Anche negli Esercizi Spirituali, Sant’Ignazio sottolineava il cristocentrismo del suo ordine che, di fatto, induceva i suoi sacerdoti a essere “decentrati” e ad avere sempre davanti il “Cristo sempre maggiore”, il “Deus semper maior”, l’“intimior intimo meo”, che ci porta continuamente fuori da noi stessi, ci porta ad una certa kenosis, ad “uscire dal proprio amore, volere e interesse” (EE, 189).
Da qui una domanda rivolta alla coscienza dei gesuiti e di ogni cristiano: “è Cristo il centro della mia vita? Metto veramente Cristo al centro della mia vita?”. Interrogativo non scontato, poiché, ha spiegato il Santo Padre “c’è sempre la tentazione di pensare di essere noi al centro”.
I gesuiti, dunque, sono e rimangono “al servizio di Cristo e della Chiesa, la Sposa di Cristo nostro Signore, che è la nostra Santa Madre Chiesa Gerarchica” ed in essa sono “radicati e fondati”.
“Cammini creativi” e “di ricerca” sono legittimi ma a determinate condizioni, ha aggiunto papa Francesco. Andare “verso le periferie”, come auspica spesso il Santo Padre, è fondamentale ma va fatto sempre “in comunità”, mai “paralleli o isolati”. La Chiesa va servita “con generosità e spirito di obbedienza”.
In merito al secondo concetto base dell’omelia, il Pontefice ha sottolineato il parallelismo tra San Paolo (cfr.
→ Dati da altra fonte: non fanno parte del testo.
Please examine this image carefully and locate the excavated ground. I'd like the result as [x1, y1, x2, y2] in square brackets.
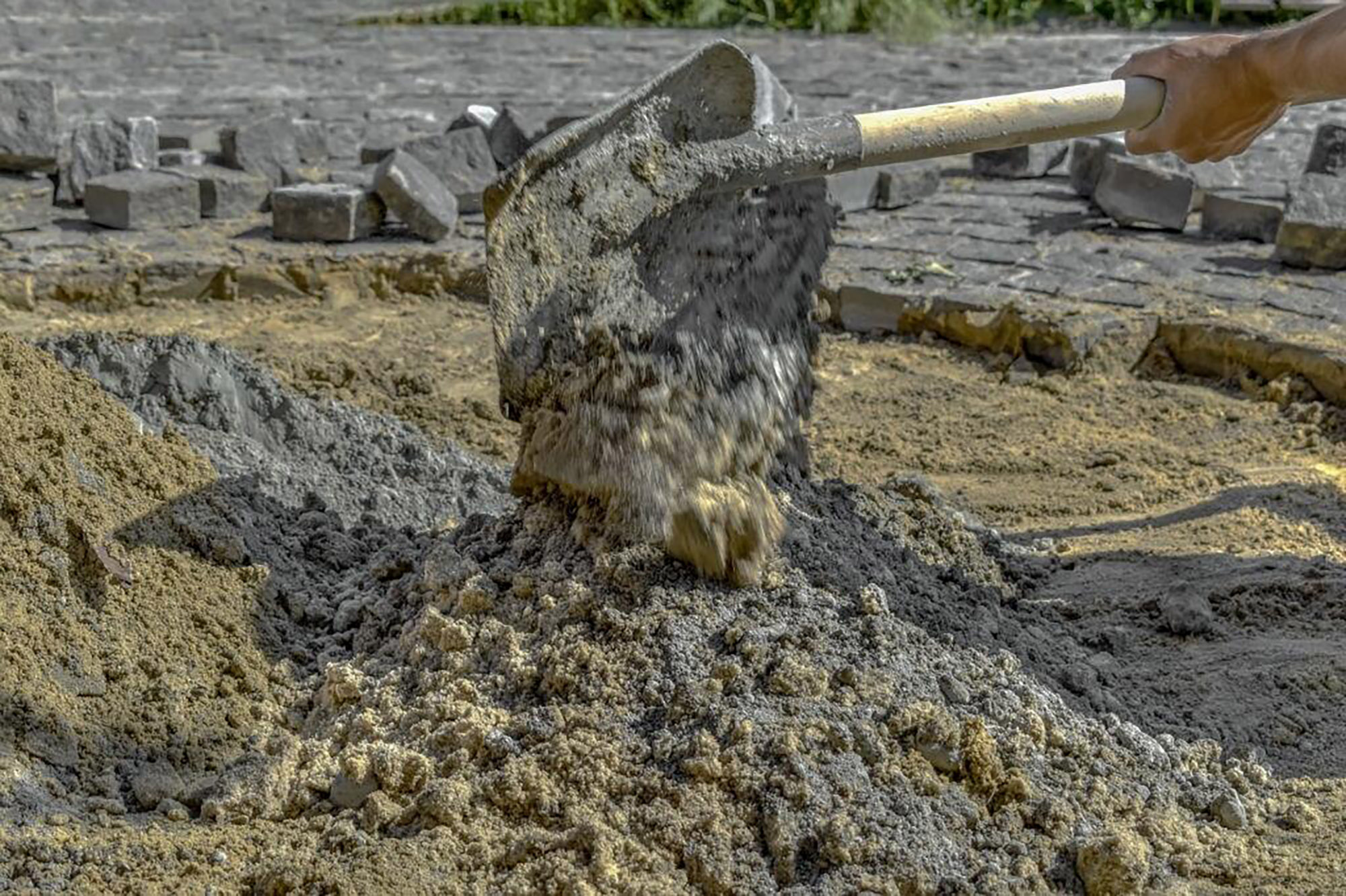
[0, 264, 1346, 893]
Seconda Lettura odierna, Fil 3,12) e Sant’Ignazio: entrambi si sono lasciati “conquistare da Cristo”. Gesù, infatti, ci precede – “nos primerea”, ha spiegato il Papa con un espressione spagnola – e ci attende sempre.
Essere conquistati da Cristo, tuttavia, significa anche volerlo imitare “nel sopportare anche ingiurie, disprezzo, povertà” (cfr EE, 98), ha aggiunto Francesco, rivolgendo un pensiero al confratello gesuita rapito in Siria nei giorni scorsi.
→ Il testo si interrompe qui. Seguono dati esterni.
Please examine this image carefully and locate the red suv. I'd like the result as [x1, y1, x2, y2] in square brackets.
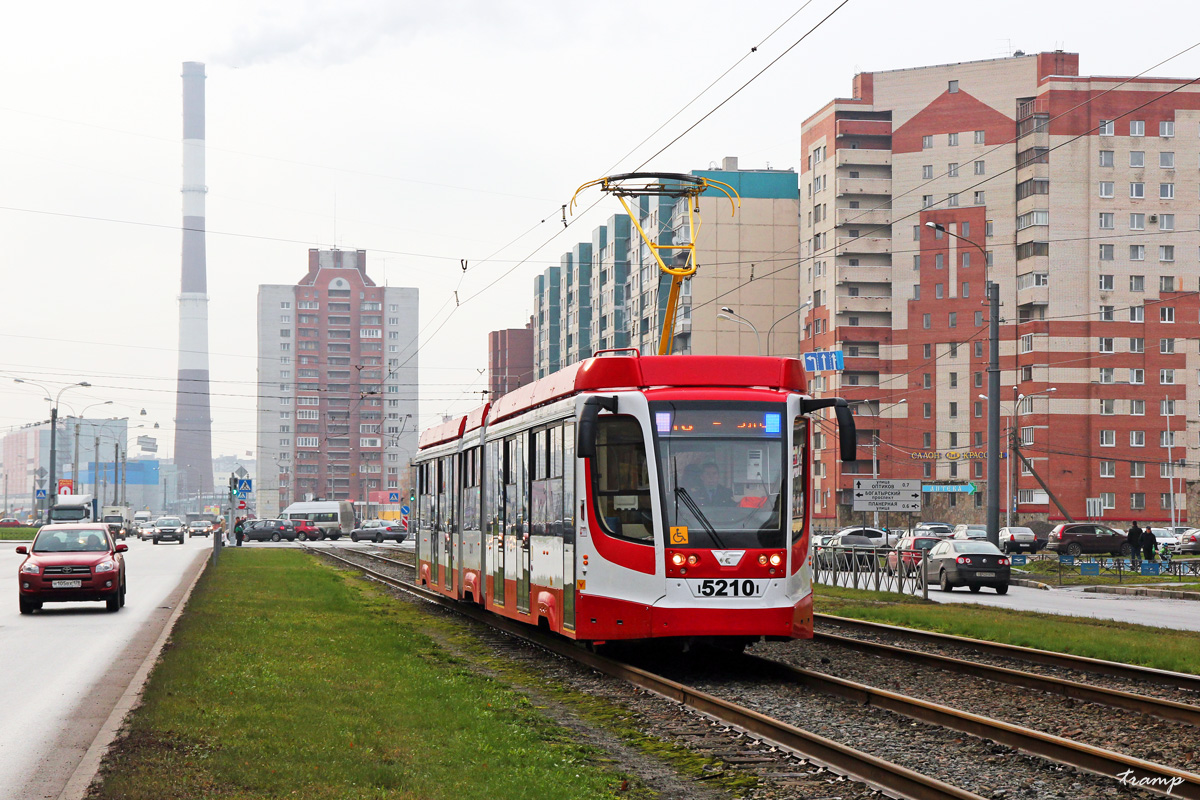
[17, 523, 130, 614]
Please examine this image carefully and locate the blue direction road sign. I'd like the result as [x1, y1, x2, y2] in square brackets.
[920, 483, 977, 494]
[804, 350, 846, 372]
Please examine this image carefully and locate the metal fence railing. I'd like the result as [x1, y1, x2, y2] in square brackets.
[811, 546, 929, 599]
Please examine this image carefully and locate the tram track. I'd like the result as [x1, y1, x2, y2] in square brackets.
[304, 551, 1200, 798]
Lasciarsi conquistare da Cristo significa, in definitiva, chiedersi e rispondersi con verità e sincerità: “Che cosa ho fatto per Cristo? Che cosa faccio per Cristo? Che cosa devo fare per Cristo? (cfr EE, 53)”.
Riguardo all’ultimo punto, il Papa ha ricordato quanto sia importante “non vergognarsi mai” di Cristo. Semmai va chiesta “la grazia della vergogna” che viene “dal continuo colloquio di misericordia con Lui” che ci fa “arrossire” davanti a Lui, che ci pone in sintonia con il suo cuore che “si è fatto peccato per me”.
Ciò significa, in definitiva, vivere la virtù della “umiltà”, che ci rende “consapevoli ogni giorno che non siamo noi a costruire il Regno di Dio, ma è sempre la grazia del Signore che agisce in noi”.
In conclusione, papa Francesco ha esortato i suoi confratelli a chiedere l’intercessione di Nuestra Señora, di Maria Santissima, colei che “ha portato Cristo nel suo grembo e ha accompagnato i primi passi della Chiesa”, affinché “ci aiuti a mettere sempre al centro della nostra vita e del nostro ministero Cristo e la sua Chiesa” e “ci aiuti a lasciarci conquistare da Cristo per seguirlo e servirlo in ogni situazione”.